PropShaft and the asset story

Rails 8 cemented PropShaft as the asset pipeline for new apps, with Sprockets remaining available for older codebases. PropShaft does less: no precompilation, no asset transformation, no Sass. It fingerprints files and serves them. JavaScript bundling is handled separately by Importmap (the default), esbuild, or Vite. CSS is bundled by Tailwind, CSS bundling, or Vite.

The split is cleaner than Sprockets' all-in-one approach. The cost is one more tool in the build pipeline for teams that need bundling. Most teams in 2026 picked one of: Importmap (smallest setup), Vite (richer dev experience), or esbuild (middle ground).

What did not land or did not get adopted

Two notable absences from real-world Rails 8 adoption.

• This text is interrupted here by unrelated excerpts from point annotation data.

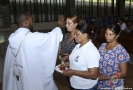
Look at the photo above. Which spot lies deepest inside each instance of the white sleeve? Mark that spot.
(92, 60)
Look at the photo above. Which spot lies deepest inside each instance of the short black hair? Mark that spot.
(21, 16)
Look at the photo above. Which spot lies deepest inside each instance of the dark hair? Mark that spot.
(85, 28)
(122, 19)
(21, 16)
(115, 28)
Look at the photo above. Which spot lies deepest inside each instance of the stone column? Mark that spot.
(72, 7)
(5, 16)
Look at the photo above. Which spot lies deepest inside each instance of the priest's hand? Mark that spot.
(65, 56)
(61, 21)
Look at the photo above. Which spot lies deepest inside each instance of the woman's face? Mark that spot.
(79, 37)
(70, 25)
(110, 36)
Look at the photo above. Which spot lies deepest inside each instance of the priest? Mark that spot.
(31, 56)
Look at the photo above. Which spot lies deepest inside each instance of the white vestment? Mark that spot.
(36, 60)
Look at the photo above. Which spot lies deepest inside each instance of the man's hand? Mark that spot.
(61, 21)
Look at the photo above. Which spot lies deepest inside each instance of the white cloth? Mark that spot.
(81, 59)
(37, 56)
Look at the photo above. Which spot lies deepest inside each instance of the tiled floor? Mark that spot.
(63, 85)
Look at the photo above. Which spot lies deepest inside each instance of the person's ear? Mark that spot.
(76, 24)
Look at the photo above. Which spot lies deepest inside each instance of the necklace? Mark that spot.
(110, 48)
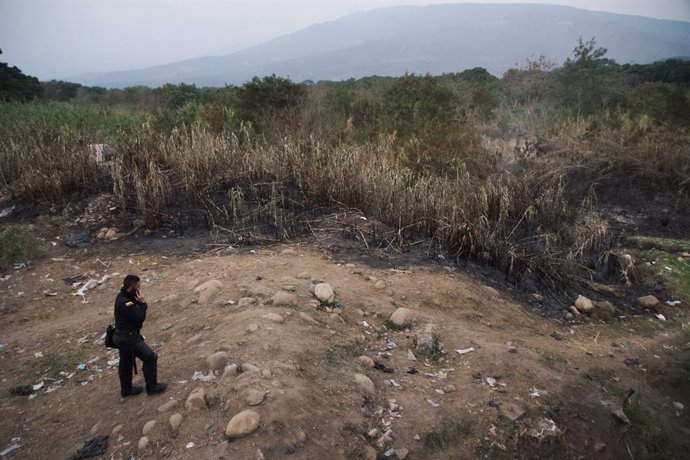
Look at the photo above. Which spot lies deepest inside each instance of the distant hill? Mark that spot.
(421, 39)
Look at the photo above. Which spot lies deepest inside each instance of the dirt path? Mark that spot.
(561, 382)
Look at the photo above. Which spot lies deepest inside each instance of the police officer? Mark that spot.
(130, 313)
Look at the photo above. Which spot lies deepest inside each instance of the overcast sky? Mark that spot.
(61, 38)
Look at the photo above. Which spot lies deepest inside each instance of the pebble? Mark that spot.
(583, 304)
(217, 361)
(243, 424)
(255, 397)
(175, 421)
(365, 384)
(324, 292)
(207, 291)
(275, 317)
(148, 427)
(167, 406)
(196, 399)
(366, 362)
(401, 317)
(143, 443)
(284, 298)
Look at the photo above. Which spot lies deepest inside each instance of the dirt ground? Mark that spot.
(566, 378)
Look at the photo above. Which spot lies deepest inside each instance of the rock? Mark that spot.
(167, 406)
(324, 292)
(207, 291)
(648, 302)
(255, 397)
(148, 427)
(143, 443)
(365, 384)
(242, 424)
(196, 399)
(247, 367)
(308, 318)
(401, 317)
(275, 317)
(217, 361)
(245, 302)
(284, 298)
(369, 453)
(111, 234)
(511, 411)
(583, 304)
(229, 371)
(366, 362)
(175, 421)
(424, 338)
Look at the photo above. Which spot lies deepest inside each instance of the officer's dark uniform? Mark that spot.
(129, 317)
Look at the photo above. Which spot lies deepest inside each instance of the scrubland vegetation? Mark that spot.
(507, 171)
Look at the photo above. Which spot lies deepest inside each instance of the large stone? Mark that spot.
(207, 291)
(584, 305)
(324, 292)
(148, 427)
(648, 302)
(167, 406)
(196, 399)
(175, 421)
(217, 361)
(242, 424)
(401, 317)
(365, 384)
(275, 317)
(284, 298)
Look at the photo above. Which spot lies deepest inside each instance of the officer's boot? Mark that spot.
(151, 376)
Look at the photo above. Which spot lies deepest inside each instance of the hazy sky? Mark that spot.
(61, 38)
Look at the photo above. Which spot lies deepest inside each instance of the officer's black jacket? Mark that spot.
(129, 313)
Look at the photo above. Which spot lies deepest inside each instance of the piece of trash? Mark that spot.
(464, 351)
(92, 448)
(22, 390)
(12, 447)
(199, 375)
(536, 393)
(383, 368)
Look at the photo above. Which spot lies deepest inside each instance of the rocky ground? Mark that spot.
(297, 351)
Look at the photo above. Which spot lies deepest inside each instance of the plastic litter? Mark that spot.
(92, 448)
(464, 351)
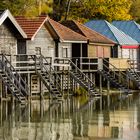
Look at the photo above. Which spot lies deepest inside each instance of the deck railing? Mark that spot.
(13, 74)
(74, 69)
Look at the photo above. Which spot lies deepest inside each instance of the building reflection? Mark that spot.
(72, 119)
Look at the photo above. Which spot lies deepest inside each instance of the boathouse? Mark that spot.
(125, 47)
(131, 28)
(98, 45)
(49, 38)
(10, 33)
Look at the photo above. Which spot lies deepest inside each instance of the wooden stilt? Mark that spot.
(100, 78)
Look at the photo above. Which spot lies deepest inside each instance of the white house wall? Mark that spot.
(43, 40)
(62, 46)
(8, 43)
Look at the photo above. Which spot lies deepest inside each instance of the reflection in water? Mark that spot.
(72, 119)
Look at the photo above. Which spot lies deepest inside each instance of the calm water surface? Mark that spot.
(113, 118)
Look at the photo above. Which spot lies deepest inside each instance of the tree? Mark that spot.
(100, 9)
(135, 10)
(27, 7)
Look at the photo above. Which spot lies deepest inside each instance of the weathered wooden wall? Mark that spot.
(43, 40)
(98, 51)
(120, 63)
(63, 47)
(128, 53)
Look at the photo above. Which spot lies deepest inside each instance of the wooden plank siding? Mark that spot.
(120, 63)
(63, 47)
(8, 43)
(43, 40)
(98, 51)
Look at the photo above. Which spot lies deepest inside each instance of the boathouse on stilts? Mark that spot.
(40, 56)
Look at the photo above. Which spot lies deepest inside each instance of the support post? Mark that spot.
(100, 78)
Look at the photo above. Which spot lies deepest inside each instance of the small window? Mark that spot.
(65, 52)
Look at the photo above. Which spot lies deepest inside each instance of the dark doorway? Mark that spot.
(114, 51)
(21, 52)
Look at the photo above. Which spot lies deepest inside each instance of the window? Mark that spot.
(65, 52)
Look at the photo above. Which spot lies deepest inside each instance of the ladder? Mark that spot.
(134, 76)
(12, 80)
(116, 77)
(78, 76)
(49, 77)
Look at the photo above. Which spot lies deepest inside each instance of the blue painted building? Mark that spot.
(126, 46)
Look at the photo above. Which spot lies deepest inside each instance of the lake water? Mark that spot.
(113, 118)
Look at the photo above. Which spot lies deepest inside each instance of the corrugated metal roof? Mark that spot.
(91, 35)
(129, 27)
(110, 31)
(65, 33)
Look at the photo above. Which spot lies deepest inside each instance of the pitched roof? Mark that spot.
(110, 31)
(5, 14)
(31, 25)
(129, 27)
(65, 34)
(91, 35)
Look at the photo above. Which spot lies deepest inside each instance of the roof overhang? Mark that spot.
(7, 14)
(129, 46)
(32, 38)
(72, 41)
(101, 44)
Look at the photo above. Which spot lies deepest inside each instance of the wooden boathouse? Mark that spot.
(45, 57)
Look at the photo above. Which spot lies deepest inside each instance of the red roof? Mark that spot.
(66, 34)
(32, 25)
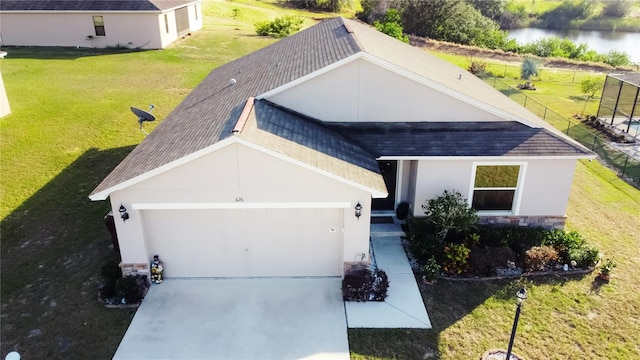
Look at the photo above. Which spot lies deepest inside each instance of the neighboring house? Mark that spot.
(145, 24)
(259, 171)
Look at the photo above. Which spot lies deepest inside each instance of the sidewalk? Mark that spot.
(403, 307)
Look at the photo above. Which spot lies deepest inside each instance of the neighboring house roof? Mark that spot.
(92, 5)
(208, 114)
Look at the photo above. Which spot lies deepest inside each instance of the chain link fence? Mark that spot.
(627, 167)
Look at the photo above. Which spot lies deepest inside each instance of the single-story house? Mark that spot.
(275, 163)
(144, 24)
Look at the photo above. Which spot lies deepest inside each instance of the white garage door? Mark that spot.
(246, 242)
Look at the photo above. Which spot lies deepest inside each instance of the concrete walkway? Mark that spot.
(261, 318)
(403, 307)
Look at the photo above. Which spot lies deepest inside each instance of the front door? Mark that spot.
(389, 170)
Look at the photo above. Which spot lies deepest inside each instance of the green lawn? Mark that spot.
(71, 124)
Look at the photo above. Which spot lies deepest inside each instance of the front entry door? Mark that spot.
(389, 170)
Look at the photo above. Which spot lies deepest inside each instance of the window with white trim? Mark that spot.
(495, 187)
(98, 25)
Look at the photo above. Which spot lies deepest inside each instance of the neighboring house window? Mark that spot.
(495, 187)
(98, 24)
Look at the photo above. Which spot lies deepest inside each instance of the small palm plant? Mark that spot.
(606, 268)
(528, 69)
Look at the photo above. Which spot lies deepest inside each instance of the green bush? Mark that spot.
(111, 271)
(131, 289)
(456, 258)
(617, 8)
(584, 256)
(365, 285)
(282, 26)
(431, 269)
(423, 242)
(391, 25)
(450, 212)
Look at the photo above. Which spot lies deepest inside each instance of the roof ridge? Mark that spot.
(349, 29)
(244, 115)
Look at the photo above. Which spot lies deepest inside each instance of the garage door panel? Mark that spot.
(246, 242)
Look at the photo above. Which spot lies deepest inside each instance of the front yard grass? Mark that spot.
(71, 124)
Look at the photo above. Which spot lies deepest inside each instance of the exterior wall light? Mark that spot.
(124, 215)
(358, 210)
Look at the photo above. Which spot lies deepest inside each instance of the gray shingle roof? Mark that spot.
(308, 141)
(503, 138)
(208, 114)
(91, 5)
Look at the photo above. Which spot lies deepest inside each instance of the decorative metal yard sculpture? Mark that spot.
(156, 270)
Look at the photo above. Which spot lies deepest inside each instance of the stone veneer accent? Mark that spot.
(547, 222)
(347, 265)
(135, 269)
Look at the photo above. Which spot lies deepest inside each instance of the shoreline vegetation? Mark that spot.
(485, 23)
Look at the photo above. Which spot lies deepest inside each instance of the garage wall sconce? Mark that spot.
(124, 215)
(358, 210)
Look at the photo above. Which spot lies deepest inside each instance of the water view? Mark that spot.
(600, 41)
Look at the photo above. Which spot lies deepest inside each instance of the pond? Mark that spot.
(600, 41)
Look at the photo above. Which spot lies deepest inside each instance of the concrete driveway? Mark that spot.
(279, 318)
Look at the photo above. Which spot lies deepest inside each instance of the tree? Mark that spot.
(282, 26)
(450, 211)
(392, 25)
(589, 87)
(492, 9)
(617, 8)
(528, 69)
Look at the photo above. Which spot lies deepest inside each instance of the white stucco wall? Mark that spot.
(363, 91)
(144, 30)
(545, 186)
(238, 172)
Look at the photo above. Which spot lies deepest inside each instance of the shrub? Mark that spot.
(431, 269)
(538, 257)
(131, 289)
(282, 26)
(478, 68)
(456, 258)
(364, 285)
(617, 8)
(391, 25)
(585, 256)
(111, 271)
(380, 285)
(423, 241)
(617, 58)
(448, 212)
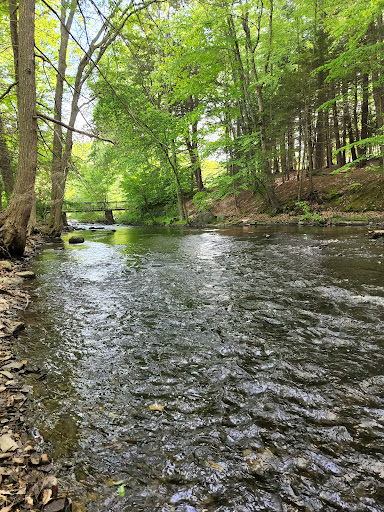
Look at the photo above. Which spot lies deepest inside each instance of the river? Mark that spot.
(212, 370)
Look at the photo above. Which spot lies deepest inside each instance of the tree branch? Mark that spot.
(8, 90)
(87, 134)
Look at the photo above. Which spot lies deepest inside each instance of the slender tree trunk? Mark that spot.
(193, 152)
(308, 139)
(291, 148)
(364, 115)
(57, 191)
(320, 140)
(269, 180)
(348, 121)
(15, 218)
(329, 141)
(377, 88)
(339, 155)
(179, 191)
(5, 162)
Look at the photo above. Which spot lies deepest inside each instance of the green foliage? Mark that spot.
(308, 216)
(202, 201)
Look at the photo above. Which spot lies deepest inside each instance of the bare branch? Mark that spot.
(72, 129)
(8, 90)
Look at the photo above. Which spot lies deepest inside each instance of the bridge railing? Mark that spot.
(95, 206)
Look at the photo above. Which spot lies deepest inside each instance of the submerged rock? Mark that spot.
(26, 274)
(5, 264)
(76, 240)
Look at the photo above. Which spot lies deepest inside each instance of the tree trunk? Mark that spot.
(269, 180)
(377, 88)
(308, 143)
(320, 141)
(5, 162)
(339, 155)
(329, 142)
(15, 218)
(14, 36)
(193, 152)
(364, 114)
(57, 191)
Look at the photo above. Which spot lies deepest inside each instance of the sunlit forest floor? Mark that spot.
(353, 196)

Litestream-style SQLite replication. Discussed in the Rails 8 release, but the production story for SQLite-replicated apps remains thin. Most teams that wanted multi-region either stayed on Postgres or used managed Postgres providers (Fly Postgres, Supabase, Crunchy).

Hotwire Native for everyone. Heavy push at launch; modest adoption through 2026. The teams shipping mobile apps either stuck with native (React Native, Flutter, or fully native) or accepted that Hotwire Native works well for traditional content apps but not for ones with rich mobile-first interactions.

The senior takeaway for 2026

Rails 8 was a values release. The framework took a position on infrastructure simplification and pushed it through every default. Some of the picks are universally right (Solid Cache for most apps removing Redis-for-caching). Some are right with caveats (Solid Queue for the under-5,000-jobs/sec range). Some are clearly wrong as defaults but exist for ideological reasons (SQLite for production).

The senior approach is to treat each default as a recommendation, not a constraint. Adopt Solid Cache. Evaluate Solid Queue. Skip Solid Cable until traffic justifies it. Pick Postgres on day one. Use the auth generator until OAuth or MFA forces Devise. Consider Kamal if Heroku pricing has become painful. The framework gave you good defaults; you still pick which ones to keep.